When electric car maker Tesla (TSLA, Financial) reported its earnings for the fourth quarter on February 11, analysts and investors were waiting to check its sales numbers as well as whether it has been able to meet the lofty expectations already built by CEO Elon Musk in the Detroit Auto Show last January. Unfortunately when the report was released, it was stunning for both investors and analysts as Tesla missed on both top and bottom line estimates for the quarter. Soon after the results were announced, the stock plummeted by more than 2% in after-hours trading. Let’s dive into the article and find how Tesla missed on its targets and what are the major takeaways from the earnings call. Here we go.
The number card that ran below expectations
The EV maker’s reported revenue and profits fell below analysts’ expectations as it posted an adjusted loss of $0.13 a share, compared to the $0.33 a share gain it had posted a year earlier in the same quarter. Street analysts had estimated earnings to be roughly around $0.31 a share for the quarter, and thus were confused on the sudden drop in quarterly earnings.
Revenue came in at $1.1 billion for the quarter, up by a whopping 45% from that reported in the final quarter a year ago, but missed the analyst estimates which were standing at $1.23 billion in revenue. Though there was growth seen in the revenue component of Tesla, there were existing headwinds like foreign currency factor due to the strength of the dollar, lower delivery than estimated on Model S for the quarter and severe winter which led to shipping problems. Hence, the EV maker failed to match the analyst estimates for the quarter.
The worst part of the fiscal year was that it was not able to match the delivery of 33,000 cars for 2014. In fact, to achieve the same Tesla would have needed to deliver nearly 11,200 vehicles in the fourth quarter but due to the headwinds discussed above it failed to meet the set targets. Instead it was able to deliver only around 9,834 vehicles during the quarter. Hence, the gap of around 1,400 vehicles created in the month of December (that were pushed for delivery in January this year) took a toll on the stock which took a downtrend after the earnings report was formally announced.

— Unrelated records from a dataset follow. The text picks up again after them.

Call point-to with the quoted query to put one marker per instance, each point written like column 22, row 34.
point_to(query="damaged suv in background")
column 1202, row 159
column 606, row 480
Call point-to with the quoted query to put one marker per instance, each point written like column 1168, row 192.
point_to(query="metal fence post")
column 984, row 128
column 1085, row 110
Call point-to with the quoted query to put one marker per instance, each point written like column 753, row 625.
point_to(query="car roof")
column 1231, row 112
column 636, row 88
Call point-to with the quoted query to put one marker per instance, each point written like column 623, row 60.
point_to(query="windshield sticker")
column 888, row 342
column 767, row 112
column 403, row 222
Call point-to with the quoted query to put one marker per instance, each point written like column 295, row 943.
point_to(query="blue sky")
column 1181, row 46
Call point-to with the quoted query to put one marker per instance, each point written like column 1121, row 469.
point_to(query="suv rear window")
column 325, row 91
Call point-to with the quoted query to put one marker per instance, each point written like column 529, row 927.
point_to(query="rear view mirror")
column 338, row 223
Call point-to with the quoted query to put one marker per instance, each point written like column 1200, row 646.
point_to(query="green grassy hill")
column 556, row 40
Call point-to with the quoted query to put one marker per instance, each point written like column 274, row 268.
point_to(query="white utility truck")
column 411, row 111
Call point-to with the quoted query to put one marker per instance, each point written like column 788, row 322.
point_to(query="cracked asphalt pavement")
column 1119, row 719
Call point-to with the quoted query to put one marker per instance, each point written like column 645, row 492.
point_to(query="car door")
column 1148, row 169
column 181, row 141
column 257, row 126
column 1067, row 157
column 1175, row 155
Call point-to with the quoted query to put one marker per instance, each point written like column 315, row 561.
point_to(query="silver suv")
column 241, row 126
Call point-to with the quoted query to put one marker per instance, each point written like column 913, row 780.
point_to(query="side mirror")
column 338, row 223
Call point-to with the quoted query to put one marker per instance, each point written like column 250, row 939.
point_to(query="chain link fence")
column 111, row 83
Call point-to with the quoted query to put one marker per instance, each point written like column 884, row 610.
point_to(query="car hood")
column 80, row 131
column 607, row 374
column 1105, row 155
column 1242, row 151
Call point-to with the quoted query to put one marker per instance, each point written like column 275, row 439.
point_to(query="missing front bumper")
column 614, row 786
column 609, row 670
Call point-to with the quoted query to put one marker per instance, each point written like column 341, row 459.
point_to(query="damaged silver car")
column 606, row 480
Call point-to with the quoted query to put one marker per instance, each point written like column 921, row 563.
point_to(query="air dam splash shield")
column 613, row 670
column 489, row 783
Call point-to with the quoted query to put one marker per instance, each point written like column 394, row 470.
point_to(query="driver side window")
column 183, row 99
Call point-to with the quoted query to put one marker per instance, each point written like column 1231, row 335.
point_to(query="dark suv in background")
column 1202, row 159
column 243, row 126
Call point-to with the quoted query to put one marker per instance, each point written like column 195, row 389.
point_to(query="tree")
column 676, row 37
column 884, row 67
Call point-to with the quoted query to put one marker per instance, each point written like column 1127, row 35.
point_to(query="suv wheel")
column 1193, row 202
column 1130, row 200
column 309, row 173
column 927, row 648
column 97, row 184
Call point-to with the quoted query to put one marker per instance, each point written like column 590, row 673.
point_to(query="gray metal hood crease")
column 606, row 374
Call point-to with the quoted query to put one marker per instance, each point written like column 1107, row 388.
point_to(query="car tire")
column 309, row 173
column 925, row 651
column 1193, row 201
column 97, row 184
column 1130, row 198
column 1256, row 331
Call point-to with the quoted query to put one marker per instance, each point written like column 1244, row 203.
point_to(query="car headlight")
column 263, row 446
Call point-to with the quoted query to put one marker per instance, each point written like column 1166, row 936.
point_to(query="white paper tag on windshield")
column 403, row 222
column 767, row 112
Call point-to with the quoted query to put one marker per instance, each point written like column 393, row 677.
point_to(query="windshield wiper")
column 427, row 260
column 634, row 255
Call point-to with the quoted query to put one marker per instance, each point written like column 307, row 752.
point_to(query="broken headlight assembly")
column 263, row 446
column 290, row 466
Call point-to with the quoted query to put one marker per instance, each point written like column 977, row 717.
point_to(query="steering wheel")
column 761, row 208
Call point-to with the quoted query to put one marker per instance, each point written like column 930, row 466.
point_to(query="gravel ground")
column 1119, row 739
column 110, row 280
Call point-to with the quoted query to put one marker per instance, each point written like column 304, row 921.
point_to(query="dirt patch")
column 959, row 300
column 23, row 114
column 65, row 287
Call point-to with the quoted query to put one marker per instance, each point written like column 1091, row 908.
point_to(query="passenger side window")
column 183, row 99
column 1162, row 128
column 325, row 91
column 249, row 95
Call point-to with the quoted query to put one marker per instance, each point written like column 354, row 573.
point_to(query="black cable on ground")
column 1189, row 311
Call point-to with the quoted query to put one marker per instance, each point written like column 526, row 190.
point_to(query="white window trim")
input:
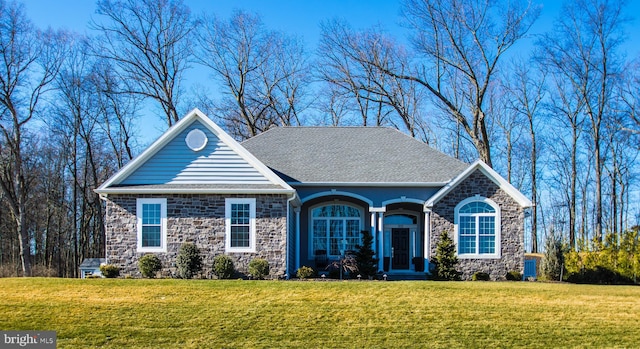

CEO remains bullish on upcoming fiscal year estimates
Though the company might have given several excuses to explain why it missed the delivery target in the final quarter, Elon Musk looked completely optimistic on reaching better sales numbers in the 2015 fiscal year. Tesla has estimated that it would be delivering around 55,000 vehicles in 2015, of which nearly 40% of the deliveries would take shape in the first half of the year. If Tesla is able to meet the numbers in 2015, it would mark a great leap by about 70% over the delivery count of the prior year.
Tesla reiterated on the increase of sticker price in countries where the local currency has seen a drastic decline, against the U.S. dollar. Such a differential pricing at those international locations might hurt sales to a limited extent, but the company stays confident that there would be no impact of the price sensitivity until the second quarter of the 2015 fiscal year.
Investors were interested to know if Tesla’s new Model X production would be as per the earlier set schedule, and during the earnings call, the management shared that the shipping of the falcon-winged SUV would possibly begin within the next six months. They further stated that the company started the year with nearly 20,000 reservations for the upcoming model and has build more than 30 “beta” models of the Model X which are presently undergoing “extensive testing.”
Gigafactory and Model 3 to serve as future key drivers
Tesla stated that the construction of the Gigafactory outside Nevada was proceeding smoothly and it expects to begin the battery production by 2016. This factory has been highlighted to become Tesla’s trump card for phenomenal sales in the future years as it would be able to manufacture cheaper and better batteries for the mass market. Since such batteries would first be tested in Model 3 which is to be launched with a reasonable sticker price ranging between $35,000 and $40,000 in the coming two to three years, Tesla expects to see rosy days in the coming future amid intense competition from fellow peers.
Final word
Though Tesla expects to see better numbers in the coming year, investors and analysts need to closely wait through the first half of the fiscal year to make an estimate of whether the company will meet its targets set for 2015. With the Model X release in the coming six months and Model S sales gaining traction from early this year, Tesla’s CEO is confident of leading the race in the EV market which is slowly growing rich with competition looming from all corners.